AaL shows highly significant differences with AiiA with a r.m.s.d for α-carbon atoms (overs 181 atoms) at 1.22 Ǻ. One of the most important difference between the structure of AiiA and AaL resides in an external loop involved in the dimerization. This external loop is produce by an insertion of nine amino acids between the residues P33 and A41 (Fig. 2). Another noticeable difference between AiiA and AaL resides in the access to the active site. In fact, AaL active site appears much more accessible than AiiA’s active site, which is partially obstructed by two residues (E135 and F68 in AiiA) (Fig. 5A,C).

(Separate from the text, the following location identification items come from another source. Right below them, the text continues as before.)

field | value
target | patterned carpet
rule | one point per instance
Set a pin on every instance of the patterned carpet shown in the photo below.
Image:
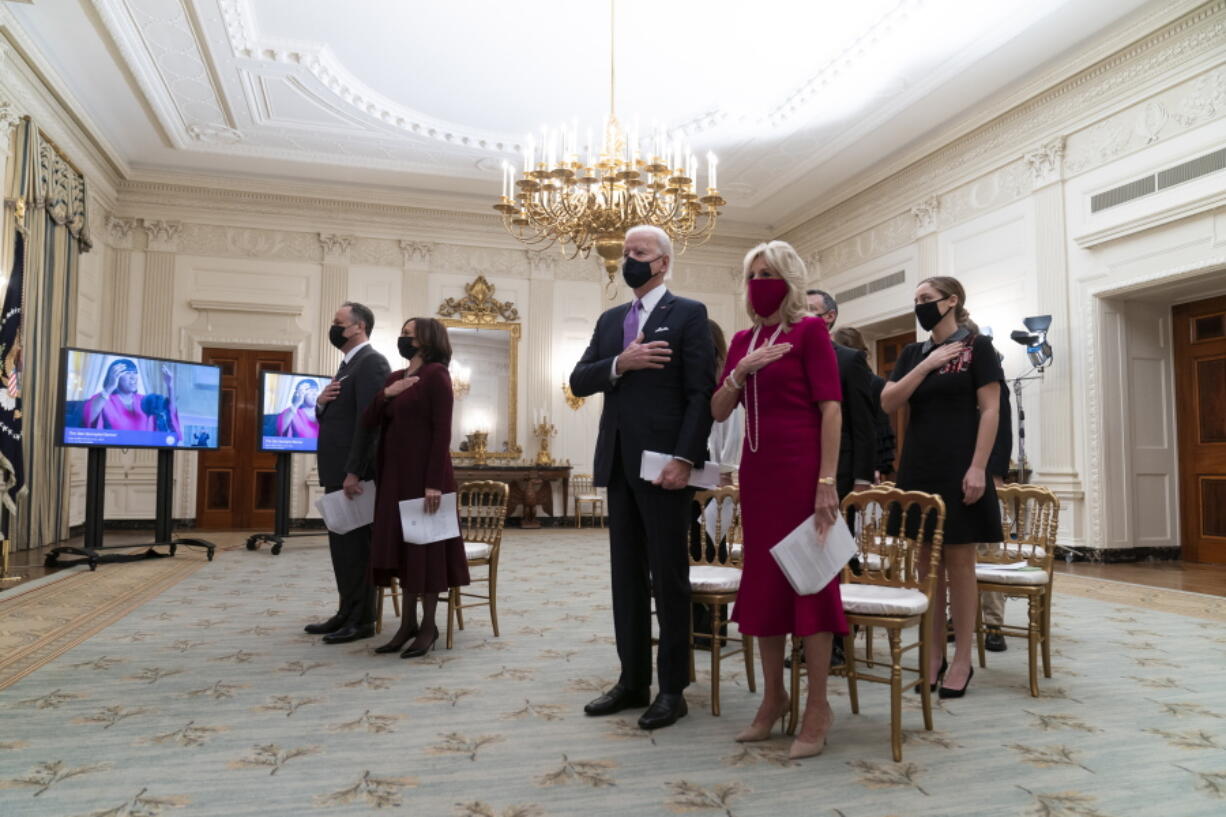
(206, 698)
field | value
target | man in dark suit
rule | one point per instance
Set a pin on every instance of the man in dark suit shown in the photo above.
(346, 456)
(655, 363)
(857, 452)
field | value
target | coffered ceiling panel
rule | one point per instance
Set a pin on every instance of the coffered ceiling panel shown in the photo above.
(796, 97)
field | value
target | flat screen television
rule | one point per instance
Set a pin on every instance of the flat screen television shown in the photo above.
(134, 401)
(287, 411)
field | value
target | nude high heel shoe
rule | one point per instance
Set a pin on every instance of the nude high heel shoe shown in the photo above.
(804, 748)
(753, 734)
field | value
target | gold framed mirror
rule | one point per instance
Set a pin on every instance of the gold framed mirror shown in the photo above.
(484, 336)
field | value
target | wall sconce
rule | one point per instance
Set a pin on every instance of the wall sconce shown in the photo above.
(571, 400)
(460, 382)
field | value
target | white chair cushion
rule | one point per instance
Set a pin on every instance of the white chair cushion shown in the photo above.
(711, 578)
(477, 551)
(879, 600)
(1010, 574)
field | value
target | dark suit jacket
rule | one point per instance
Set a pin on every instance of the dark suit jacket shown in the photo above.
(857, 450)
(345, 445)
(663, 410)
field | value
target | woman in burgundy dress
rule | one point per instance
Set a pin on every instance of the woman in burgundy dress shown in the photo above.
(784, 371)
(413, 414)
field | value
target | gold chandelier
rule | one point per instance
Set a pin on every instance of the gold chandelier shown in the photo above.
(591, 200)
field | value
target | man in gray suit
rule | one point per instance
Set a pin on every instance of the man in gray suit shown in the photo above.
(346, 456)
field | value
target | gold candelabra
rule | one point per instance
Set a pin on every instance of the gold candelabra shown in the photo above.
(543, 431)
(478, 442)
(590, 200)
(571, 400)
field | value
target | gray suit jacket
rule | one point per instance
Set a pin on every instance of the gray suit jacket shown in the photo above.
(345, 447)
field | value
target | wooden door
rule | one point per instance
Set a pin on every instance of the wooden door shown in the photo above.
(1200, 416)
(888, 350)
(236, 485)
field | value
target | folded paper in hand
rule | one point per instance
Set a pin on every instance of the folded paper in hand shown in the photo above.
(421, 528)
(342, 514)
(808, 563)
(654, 463)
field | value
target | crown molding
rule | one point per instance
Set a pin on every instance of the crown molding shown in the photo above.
(1007, 126)
(27, 75)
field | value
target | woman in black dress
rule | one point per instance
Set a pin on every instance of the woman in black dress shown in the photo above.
(951, 384)
(413, 415)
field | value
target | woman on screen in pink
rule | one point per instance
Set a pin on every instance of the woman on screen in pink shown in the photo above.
(120, 406)
(299, 418)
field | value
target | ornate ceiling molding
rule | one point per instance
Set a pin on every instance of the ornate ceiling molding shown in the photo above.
(1066, 108)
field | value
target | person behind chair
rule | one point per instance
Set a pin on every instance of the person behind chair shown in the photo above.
(413, 415)
(345, 455)
(857, 448)
(883, 466)
(951, 383)
(654, 362)
(791, 394)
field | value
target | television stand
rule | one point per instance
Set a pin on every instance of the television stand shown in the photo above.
(281, 520)
(95, 501)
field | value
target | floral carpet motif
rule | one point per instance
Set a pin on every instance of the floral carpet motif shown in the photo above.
(207, 698)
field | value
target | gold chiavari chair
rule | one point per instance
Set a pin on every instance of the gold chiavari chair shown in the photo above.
(1021, 567)
(899, 537)
(587, 496)
(482, 515)
(715, 578)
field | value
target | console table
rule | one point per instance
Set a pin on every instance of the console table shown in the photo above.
(531, 486)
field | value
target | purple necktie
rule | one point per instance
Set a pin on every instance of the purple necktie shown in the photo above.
(630, 324)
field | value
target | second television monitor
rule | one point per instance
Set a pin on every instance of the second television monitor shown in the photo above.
(287, 411)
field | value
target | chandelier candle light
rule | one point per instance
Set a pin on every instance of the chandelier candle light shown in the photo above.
(585, 195)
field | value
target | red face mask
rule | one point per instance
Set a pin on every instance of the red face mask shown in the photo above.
(766, 295)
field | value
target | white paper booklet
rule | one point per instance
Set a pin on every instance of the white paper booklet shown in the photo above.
(421, 528)
(809, 564)
(654, 463)
(342, 514)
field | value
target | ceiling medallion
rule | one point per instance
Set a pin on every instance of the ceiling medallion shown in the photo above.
(591, 200)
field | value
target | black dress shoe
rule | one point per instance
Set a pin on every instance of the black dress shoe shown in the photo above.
(418, 652)
(350, 633)
(663, 710)
(949, 692)
(330, 626)
(617, 699)
(994, 640)
(395, 647)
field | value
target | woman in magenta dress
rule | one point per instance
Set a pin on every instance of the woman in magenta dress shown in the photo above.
(120, 406)
(413, 412)
(299, 418)
(784, 371)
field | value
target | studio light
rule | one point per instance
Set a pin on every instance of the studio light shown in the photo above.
(1035, 340)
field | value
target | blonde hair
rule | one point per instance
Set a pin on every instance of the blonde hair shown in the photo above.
(781, 259)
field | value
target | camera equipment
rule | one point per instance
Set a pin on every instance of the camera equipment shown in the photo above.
(1039, 351)
(1035, 340)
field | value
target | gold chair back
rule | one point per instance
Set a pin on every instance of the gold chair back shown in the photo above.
(899, 535)
(721, 521)
(483, 512)
(1029, 523)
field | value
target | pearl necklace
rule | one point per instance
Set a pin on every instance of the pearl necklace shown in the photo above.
(753, 439)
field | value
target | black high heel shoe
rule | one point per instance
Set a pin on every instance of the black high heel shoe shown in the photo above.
(940, 674)
(949, 692)
(418, 652)
(395, 647)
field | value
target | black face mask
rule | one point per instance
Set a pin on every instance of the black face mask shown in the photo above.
(636, 272)
(929, 314)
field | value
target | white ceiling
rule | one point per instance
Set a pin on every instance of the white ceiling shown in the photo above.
(796, 97)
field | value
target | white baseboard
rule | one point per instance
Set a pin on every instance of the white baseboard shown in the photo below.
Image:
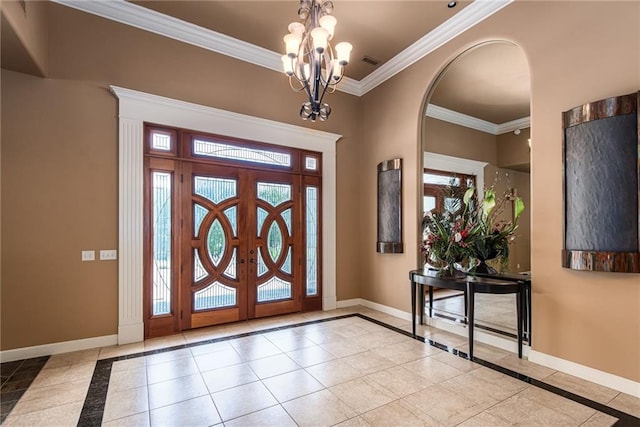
(329, 303)
(133, 332)
(57, 348)
(586, 373)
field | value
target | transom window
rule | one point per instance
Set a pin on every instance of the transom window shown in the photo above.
(443, 190)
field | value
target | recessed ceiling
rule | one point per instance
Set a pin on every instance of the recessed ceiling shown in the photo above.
(490, 82)
(395, 33)
(377, 29)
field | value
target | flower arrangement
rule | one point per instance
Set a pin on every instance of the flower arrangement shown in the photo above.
(473, 234)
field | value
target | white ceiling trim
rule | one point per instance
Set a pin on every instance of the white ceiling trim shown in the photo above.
(471, 15)
(522, 123)
(168, 26)
(456, 118)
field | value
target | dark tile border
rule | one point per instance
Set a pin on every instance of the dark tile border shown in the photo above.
(624, 419)
(17, 376)
(93, 408)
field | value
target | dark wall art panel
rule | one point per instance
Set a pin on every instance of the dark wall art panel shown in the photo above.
(601, 182)
(390, 206)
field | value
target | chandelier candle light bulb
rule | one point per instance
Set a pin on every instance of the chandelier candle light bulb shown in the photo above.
(310, 61)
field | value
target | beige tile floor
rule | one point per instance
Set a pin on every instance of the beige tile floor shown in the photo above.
(348, 372)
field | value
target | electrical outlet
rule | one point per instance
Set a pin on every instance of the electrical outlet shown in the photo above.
(108, 254)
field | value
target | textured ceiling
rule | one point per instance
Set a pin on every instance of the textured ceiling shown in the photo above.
(490, 82)
(377, 29)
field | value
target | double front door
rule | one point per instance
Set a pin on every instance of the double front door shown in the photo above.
(226, 244)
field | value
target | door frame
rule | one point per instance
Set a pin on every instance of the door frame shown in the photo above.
(134, 109)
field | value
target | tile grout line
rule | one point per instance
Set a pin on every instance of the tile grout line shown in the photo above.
(624, 419)
(37, 364)
(94, 404)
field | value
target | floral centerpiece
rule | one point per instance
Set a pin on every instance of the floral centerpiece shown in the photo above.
(492, 232)
(473, 234)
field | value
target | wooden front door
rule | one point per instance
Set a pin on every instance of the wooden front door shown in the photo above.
(227, 243)
(243, 243)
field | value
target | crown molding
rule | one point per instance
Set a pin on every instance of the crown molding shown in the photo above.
(516, 124)
(149, 20)
(471, 15)
(456, 118)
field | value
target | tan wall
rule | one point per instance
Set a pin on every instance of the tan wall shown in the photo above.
(24, 33)
(59, 166)
(588, 318)
(458, 141)
(513, 150)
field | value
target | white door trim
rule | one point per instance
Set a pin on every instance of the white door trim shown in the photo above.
(134, 109)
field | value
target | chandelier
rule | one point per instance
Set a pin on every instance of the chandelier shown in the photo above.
(310, 62)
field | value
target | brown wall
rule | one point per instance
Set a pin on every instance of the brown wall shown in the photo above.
(59, 165)
(62, 141)
(587, 318)
(27, 30)
(513, 150)
(458, 141)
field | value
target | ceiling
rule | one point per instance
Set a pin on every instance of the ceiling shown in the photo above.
(376, 29)
(488, 84)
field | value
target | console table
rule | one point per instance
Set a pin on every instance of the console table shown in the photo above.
(470, 285)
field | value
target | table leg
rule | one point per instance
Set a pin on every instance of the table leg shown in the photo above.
(413, 307)
(519, 316)
(527, 287)
(466, 305)
(421, 301)
(470, 320)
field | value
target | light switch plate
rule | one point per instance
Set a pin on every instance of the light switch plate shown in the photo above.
(108, 254)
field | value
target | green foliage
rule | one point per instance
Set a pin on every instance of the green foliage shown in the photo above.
(471, 235)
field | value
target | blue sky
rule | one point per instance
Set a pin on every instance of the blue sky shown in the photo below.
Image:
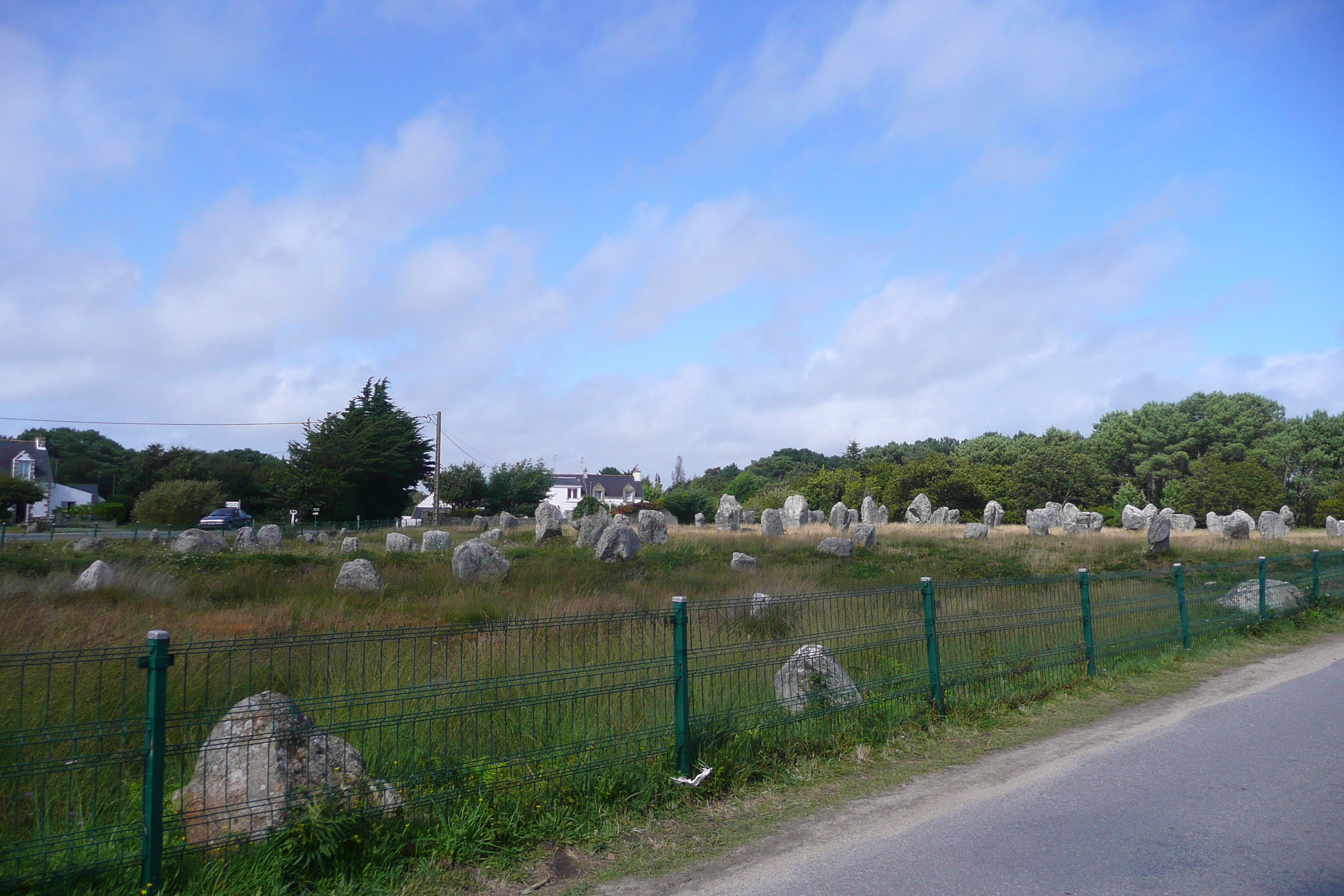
(632, 232)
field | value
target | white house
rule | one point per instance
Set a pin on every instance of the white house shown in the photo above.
(613, 491)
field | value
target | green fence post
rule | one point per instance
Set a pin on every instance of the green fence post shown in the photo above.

AaL and AidC shares 21% of sequence identity, and despite exhibiting a similar topology, their structures show major differences. The most important differences are localized in the active site area, with a different orientation of the active site crevice28, as well as a different homodimerization surface28 (Fig. 4G,H).
The finding that AaL, isolated from a thermoacidophilic bacteria, and contrary to AiiA14, is organized as a homodimer, is consistent with previous work on thermophilic proteins, highlighting a trend for higher levels of oligomerization in these proteins55. The dimer is characterized by a strong interaction of the protruding loop (P33 to A41) from both monomers (Fig. 4B). The dimer interface involves 32 residues in each monomer. The interface is mostly hydrophobic, and involves only 14 hydrogen bonds. The contacting area is 1125.7 Å2, a similar value to other dimeric MLL structures such as AiiB and AidC, 1089.1 Å2 and 1015.4 Å2, respectively.
Active site of AaL
AaL possesses a bi-metallic active site center. The bound metal cations nature in the MLLs was previously attributed to two zinc cations in AiiA26 as well as AiiB54. Metal cations are bound via five histidine residues (118, 120, 123, 198 and 266), and two aspartic acid residues (122 and 220). Anomalous X-ray scattering data collected at a higher energy than the Co-Kedge (7.7089 keV) shows that the active site may be occupied by cobalt cations, but not by other common metal cations identified in similar enzymes such as zinc (Zn-K edge is 9.6586 KeV) or nickel (Ni-K edge is 8.3328)21,56 (Fig. S2). This result contrasts with known enzymes from the MLL family that were described to possess two zinc cations in their active site35,39,54 (Fig. S2), but is consistent with the fact that cobalt cations were added to the protein production steps. Therefore, cobalt was modelled in the active site of AaL.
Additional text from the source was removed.